On September 13, 2017, Taub attended a Berkeley City Council meeting about a proposal by the Topfreedom "Free the Nipple" campaign to allow woman to go topless in public. Officials of the council postponed a decision, because one of them, Sophie Hahn, felt it was not an important issue for the city to address, and over concerns that men would have to cover up their nipples too. At the end of the meeting, Taub stripped off her clothes and criticized the council members.

==Personal life==
Taub attended a Montana Rainbow Gathering, where she met Jaymz Smith, who was 20 at the time and came from Jackson, Missouri. The two were engaged in Berkeley, California and married via a nude wedding protest at City Hall on December 19, 2013. Time magazine later listed the wedding as one of "The 17 Most Intriguing Weddings of All Time". Taub and Smith lived in a flat in Berkeley until splitting up in December 2015.

Taub also had a sporadic relationship with David DePape, later known as the perpetrator of the 2022 attack on Paul Pelosi. DePape lived with Taub and Smith for some time, and he served as a father figure to Taub's three children. He was also a best man at Taub's wedding with Smith. Taub attended the first day of DePape's trial, along with her two adult children whom DePape helped raise.

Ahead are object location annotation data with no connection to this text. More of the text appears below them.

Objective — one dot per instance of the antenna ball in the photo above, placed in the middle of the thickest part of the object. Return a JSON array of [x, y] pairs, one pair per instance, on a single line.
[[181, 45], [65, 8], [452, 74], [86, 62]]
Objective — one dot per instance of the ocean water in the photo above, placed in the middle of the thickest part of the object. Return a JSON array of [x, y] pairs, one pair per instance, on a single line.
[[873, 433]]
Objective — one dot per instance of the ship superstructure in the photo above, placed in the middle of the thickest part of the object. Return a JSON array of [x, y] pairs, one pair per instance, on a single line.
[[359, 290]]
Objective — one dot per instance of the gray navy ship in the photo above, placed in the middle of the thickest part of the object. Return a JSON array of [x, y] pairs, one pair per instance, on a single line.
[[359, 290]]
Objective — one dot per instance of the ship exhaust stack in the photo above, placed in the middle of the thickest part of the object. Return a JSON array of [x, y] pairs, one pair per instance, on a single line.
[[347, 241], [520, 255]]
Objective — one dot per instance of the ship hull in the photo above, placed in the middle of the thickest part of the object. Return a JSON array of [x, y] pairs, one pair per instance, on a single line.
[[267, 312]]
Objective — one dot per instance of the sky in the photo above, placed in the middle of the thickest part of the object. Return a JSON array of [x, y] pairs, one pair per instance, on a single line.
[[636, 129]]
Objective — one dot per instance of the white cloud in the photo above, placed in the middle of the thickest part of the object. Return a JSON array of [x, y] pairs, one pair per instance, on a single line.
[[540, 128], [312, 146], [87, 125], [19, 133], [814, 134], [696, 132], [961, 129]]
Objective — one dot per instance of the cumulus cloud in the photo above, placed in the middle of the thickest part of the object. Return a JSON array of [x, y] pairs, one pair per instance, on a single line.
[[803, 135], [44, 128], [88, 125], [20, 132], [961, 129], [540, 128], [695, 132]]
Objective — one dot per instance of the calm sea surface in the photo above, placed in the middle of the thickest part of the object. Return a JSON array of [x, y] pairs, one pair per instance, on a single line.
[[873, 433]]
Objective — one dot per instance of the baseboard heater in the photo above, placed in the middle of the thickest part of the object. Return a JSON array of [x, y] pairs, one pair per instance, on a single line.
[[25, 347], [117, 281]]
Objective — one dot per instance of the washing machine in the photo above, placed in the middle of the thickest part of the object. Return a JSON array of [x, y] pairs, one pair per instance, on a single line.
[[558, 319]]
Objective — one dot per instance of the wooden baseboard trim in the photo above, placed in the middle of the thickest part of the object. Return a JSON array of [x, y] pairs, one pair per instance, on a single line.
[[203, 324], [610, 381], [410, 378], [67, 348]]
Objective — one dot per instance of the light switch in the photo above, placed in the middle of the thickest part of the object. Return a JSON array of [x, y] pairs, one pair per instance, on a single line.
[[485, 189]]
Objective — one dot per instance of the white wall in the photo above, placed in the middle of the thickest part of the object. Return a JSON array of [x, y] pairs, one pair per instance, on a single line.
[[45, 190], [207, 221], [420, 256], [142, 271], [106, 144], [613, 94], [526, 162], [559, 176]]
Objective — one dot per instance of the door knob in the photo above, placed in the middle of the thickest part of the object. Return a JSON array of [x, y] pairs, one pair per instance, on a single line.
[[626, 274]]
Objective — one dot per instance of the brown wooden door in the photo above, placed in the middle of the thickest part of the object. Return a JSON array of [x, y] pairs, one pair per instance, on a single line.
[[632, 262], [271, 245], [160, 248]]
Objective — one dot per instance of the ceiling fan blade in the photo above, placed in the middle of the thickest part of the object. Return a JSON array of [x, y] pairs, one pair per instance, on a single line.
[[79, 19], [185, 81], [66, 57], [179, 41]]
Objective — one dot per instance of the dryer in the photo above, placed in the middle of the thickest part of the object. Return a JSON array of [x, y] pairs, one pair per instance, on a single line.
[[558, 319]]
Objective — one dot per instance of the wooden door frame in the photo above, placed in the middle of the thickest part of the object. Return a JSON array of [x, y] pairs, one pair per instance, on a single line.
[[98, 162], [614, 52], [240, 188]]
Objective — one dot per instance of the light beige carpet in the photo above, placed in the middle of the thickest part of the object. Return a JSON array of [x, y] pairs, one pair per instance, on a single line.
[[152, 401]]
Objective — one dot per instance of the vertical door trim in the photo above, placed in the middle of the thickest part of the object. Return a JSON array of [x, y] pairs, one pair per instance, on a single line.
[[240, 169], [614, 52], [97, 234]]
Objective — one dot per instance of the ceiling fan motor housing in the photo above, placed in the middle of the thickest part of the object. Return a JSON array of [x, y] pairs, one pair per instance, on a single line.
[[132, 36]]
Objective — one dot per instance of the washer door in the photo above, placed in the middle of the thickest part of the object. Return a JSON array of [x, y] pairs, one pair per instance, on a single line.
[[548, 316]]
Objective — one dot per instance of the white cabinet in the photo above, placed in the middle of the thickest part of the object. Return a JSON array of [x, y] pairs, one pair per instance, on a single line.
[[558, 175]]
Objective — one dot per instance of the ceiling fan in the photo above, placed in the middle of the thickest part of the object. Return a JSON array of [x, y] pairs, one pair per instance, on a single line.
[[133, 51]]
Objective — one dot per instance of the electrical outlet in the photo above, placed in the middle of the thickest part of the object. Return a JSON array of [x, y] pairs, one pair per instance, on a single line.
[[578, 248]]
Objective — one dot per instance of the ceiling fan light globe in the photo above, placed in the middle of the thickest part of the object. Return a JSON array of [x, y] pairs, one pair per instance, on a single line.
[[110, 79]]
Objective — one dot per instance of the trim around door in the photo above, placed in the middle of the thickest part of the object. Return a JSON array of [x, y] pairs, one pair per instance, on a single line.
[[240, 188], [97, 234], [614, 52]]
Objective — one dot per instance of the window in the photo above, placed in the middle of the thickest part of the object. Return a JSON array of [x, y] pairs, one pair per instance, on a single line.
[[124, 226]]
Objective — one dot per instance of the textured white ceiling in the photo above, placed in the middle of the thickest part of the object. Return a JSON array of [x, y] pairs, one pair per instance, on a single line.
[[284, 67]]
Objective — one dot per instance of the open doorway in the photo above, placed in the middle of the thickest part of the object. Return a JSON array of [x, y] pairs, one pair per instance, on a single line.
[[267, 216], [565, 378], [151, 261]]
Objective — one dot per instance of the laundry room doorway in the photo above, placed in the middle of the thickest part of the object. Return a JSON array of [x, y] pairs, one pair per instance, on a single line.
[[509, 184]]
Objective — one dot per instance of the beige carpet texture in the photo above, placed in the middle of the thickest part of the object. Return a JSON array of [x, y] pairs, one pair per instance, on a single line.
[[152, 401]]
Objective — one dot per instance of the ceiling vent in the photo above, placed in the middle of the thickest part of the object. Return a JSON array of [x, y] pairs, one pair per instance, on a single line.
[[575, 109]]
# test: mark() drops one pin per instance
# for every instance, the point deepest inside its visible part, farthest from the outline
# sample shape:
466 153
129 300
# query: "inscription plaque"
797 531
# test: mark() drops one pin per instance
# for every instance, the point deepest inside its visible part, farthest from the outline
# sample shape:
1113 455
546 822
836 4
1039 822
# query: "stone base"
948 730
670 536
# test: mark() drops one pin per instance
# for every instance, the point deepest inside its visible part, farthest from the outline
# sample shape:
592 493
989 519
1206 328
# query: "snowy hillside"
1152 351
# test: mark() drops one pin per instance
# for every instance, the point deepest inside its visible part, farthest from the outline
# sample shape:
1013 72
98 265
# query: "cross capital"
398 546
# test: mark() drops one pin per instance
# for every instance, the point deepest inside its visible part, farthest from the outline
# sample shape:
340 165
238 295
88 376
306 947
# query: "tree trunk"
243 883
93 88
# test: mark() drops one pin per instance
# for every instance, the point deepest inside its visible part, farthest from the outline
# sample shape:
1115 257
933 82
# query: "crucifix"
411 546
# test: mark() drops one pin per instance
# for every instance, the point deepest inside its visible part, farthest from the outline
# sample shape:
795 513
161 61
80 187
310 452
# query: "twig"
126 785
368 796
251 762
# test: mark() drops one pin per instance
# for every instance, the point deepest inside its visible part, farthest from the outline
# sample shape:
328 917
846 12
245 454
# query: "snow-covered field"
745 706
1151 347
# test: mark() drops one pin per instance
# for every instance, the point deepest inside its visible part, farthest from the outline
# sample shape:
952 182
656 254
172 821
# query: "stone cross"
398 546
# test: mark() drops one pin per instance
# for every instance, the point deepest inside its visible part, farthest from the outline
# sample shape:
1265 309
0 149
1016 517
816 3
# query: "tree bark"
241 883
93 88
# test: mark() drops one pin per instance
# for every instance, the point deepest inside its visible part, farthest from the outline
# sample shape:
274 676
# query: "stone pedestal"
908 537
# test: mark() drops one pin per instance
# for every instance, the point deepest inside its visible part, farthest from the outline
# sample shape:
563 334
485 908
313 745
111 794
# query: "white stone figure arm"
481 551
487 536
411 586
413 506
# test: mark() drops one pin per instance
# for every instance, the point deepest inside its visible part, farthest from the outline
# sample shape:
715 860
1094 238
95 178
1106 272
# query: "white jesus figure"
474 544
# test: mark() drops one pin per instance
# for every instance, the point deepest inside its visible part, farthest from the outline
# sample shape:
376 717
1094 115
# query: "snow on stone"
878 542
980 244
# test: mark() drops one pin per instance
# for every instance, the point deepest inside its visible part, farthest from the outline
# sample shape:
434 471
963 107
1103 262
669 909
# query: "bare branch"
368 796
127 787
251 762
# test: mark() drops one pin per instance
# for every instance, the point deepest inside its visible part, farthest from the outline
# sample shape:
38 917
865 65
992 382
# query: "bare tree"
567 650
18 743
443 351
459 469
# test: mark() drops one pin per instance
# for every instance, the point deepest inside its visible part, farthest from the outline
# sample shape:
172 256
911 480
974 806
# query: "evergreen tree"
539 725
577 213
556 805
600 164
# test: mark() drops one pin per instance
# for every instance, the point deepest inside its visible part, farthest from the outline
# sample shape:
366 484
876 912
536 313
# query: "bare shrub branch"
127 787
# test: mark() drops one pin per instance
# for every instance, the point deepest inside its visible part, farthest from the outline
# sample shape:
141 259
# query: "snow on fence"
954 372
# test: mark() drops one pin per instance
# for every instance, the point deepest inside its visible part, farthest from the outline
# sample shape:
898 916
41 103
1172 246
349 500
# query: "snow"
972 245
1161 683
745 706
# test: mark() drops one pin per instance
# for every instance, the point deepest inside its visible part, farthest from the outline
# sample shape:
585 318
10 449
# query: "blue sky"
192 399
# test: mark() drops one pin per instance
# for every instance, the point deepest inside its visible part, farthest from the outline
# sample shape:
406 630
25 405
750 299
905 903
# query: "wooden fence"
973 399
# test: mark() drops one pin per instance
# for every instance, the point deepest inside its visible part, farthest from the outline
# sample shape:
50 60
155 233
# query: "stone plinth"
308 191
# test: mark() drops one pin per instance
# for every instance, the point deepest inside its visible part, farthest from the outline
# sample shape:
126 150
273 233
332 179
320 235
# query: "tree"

In 2019, Taub was arrested and charged for attempted child abduction, stalking, and child abuse relating to a 14-year-old boy who had been friends with her son. Despite court orders, Taub had sent numerous messages to the boy and attempted to have him run away from his mother, who was seeking a restraining order against Taub. In 2021, Taub was convicted on all charges relating to the case and sentenced to four years in state prison. She was paroled in April 2023.

In June 2024 during DePape's trial, Taub was barred from the court by the judge. Taub was accused of attempting to influence the jury by handing out fliers advertising a website.